Ein Blick auf seine EU-Politik zeigt: Im Rahmen der europäischen Gemeinschaft möchte er mehr Flüchtlinge aufnehmen und an einer demokratischen Reform der EU mitarbeiten. Dabei hat er durchaus ein kritisches Verhältnis zu ihr. 1975 stimmte er für einen Austritt aus der damaligen Europäischen Wirtschaftsgemeinschaft, die damals jedoch auch genau das war: eine reine Wirtschaftsgemeinschaft. Inzwischen, meinen auch Corbyns Unterstützer, ist die EU längst zu einer kulturellen und sozialen Gemeinschaft geworden.
Immer mehr britische Wähler haben den neoliberalen Konsensus und die Oxforder Politiker, die ihn repräsentieren, satt. Das neoliberale „Oxford-Thinking“ verfängt nicht mehr, weil es keine authentischen Antworten mehr auf die Fragen der Gegenwart weiß.
„Bremain“ hieße Verantwortung
Sollte es bei der Abstimmung „Bremain“ statt „Brexit“ heißen, also Großbritannien in der EU bleiben, wird das neoliberale EU-Modell der Briten nicht mehr funktionieren. Vorteile wie beispielsweise Subventionen zu genießen, aber Mitverantwortung an den Herausforderungen des europäischen Projektes von sich zu weisen – diese Rechnung wird nicht mehr aufgehen. Der „Bremain“ wäre mehr als ein passiver Verbleib in der Union. Er würde einer aktiven Bejahung der europäischen Grundwerte gleichkommen. Und dann müssten die Briten auch eine Teilverantwortung an der Lösung europäischer Probleme mittragen – angefangen mit der Flüchtlingskrise.

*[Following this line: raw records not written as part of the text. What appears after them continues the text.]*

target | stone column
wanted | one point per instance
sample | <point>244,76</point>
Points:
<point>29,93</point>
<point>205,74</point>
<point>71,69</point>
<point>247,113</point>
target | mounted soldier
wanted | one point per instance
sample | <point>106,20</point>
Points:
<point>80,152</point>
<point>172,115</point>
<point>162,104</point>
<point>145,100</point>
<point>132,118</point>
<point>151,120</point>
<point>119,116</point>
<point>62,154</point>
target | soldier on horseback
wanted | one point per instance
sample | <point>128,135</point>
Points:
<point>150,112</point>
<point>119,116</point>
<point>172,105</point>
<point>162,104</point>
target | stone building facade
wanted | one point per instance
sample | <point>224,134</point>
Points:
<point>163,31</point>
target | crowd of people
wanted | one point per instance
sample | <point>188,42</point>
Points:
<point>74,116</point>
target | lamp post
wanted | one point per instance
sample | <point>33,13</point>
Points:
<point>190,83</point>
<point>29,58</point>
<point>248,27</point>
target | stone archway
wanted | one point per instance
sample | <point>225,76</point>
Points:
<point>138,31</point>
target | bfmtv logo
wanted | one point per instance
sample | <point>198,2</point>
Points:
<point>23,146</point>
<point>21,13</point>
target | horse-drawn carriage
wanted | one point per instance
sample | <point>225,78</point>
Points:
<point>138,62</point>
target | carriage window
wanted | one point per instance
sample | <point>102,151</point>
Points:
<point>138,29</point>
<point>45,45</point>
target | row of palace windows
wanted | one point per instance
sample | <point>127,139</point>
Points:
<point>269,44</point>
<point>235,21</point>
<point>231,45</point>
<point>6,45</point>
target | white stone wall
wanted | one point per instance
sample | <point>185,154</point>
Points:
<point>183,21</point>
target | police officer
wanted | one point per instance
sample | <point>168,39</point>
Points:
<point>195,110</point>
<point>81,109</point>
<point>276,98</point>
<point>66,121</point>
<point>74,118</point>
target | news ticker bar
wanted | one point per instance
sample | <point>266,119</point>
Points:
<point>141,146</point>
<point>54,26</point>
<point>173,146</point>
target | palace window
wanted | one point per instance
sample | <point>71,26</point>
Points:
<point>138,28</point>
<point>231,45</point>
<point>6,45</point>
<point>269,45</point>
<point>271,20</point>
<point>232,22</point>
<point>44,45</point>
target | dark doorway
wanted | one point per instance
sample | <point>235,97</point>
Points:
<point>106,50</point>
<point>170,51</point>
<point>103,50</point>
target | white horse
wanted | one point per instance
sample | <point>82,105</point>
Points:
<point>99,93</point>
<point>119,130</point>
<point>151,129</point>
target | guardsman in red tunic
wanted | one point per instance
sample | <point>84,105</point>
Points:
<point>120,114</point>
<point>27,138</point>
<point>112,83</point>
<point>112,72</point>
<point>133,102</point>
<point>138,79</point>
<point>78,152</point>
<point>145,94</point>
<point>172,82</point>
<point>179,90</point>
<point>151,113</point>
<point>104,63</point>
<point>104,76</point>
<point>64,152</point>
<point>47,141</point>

Verlässt sein Land die EU, sind Camerons Tage gezählt. Ob Labour dann eine neue Chance bekommt, hängt davon ab, ob Corbyn mit seinen Narrativen die gemäßigten Linken überzeugen kann.

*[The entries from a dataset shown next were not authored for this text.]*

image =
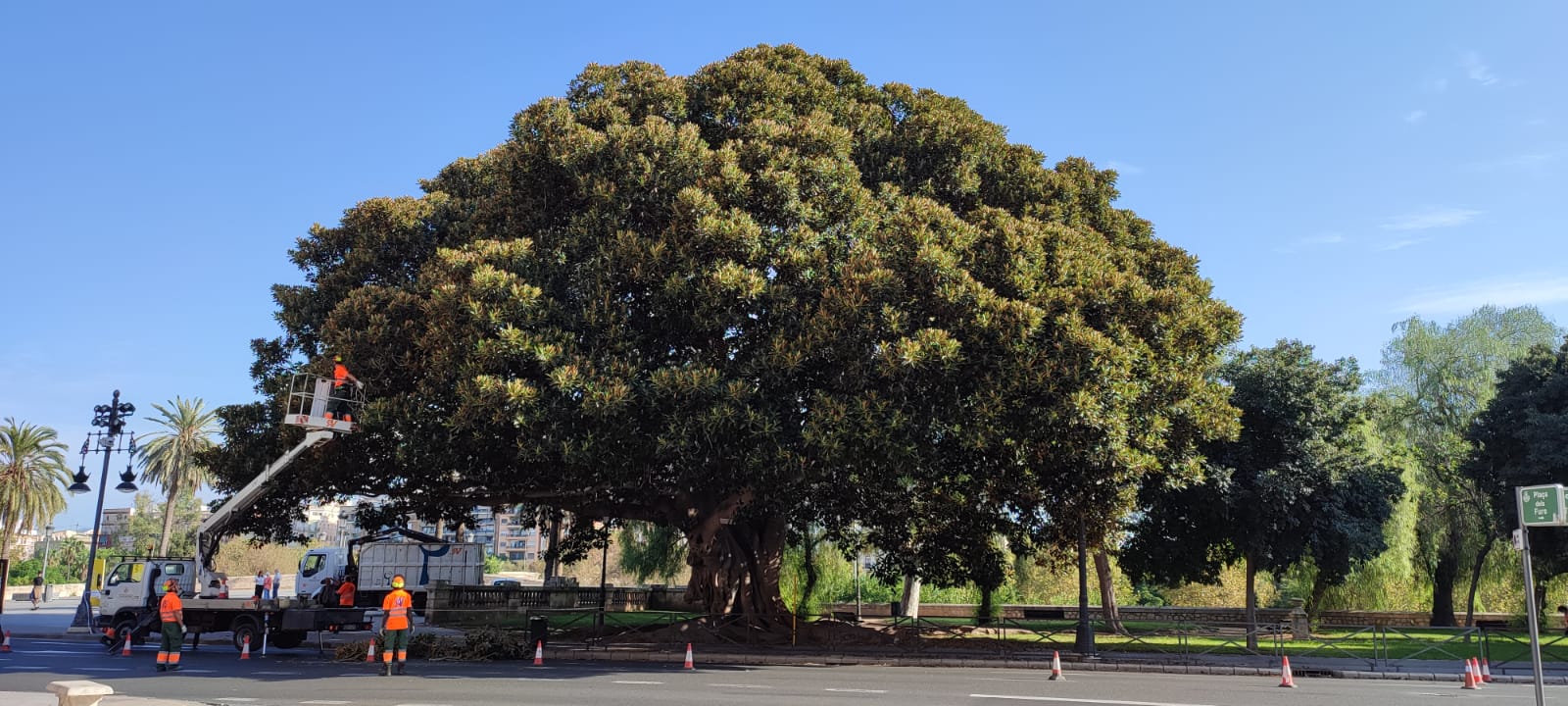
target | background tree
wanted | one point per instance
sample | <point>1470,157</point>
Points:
<point>170,457</point>
<point>31,475</point>
<point>651,551</point>
<point>1521,438</point>
<point>684,300</point>
<point>1298,482</point>
<point>149,526</point>
<point>1437,378</point>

Der britische Kolumnist George Monbiot sprach kürzlich vom Neoliberalismus als der „einsamsten Ideologie der Weltgeschichte“. Wenn jeder für sich selbst verantwortlich ist, machen Beziehungen nur Sinn, wenn sie einen klaren Nutzen haben. Doch die EU hat sich in den letzten dreißig Jahren von einer reinen Wirtschaftsunion zu einer kulturellen Gemeinschaft entwickelt.

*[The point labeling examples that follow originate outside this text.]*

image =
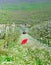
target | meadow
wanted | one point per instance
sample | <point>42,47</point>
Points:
<point>38,19</point>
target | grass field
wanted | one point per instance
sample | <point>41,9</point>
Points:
<point>37,51</point>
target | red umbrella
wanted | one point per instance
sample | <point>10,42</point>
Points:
<point>24,41</point>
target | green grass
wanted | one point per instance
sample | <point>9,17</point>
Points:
<point>26,6</point>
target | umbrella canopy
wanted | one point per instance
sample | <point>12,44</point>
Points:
<point>24,41</point>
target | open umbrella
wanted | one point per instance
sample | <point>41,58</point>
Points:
<point>24,41</point>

Camerons neoliberale Politik kann damit nicht umgehen, es fehlt ihr die Bereitschaft, freiwillig Verantwortung für Schwächere zu übernehmen. Ob Griechenland oder Flüchtlinge: Als frisch bestätigtes Mitglied der EU würde Großbritannien der Verantwortung nicht mehr aus dem Weg gehen können.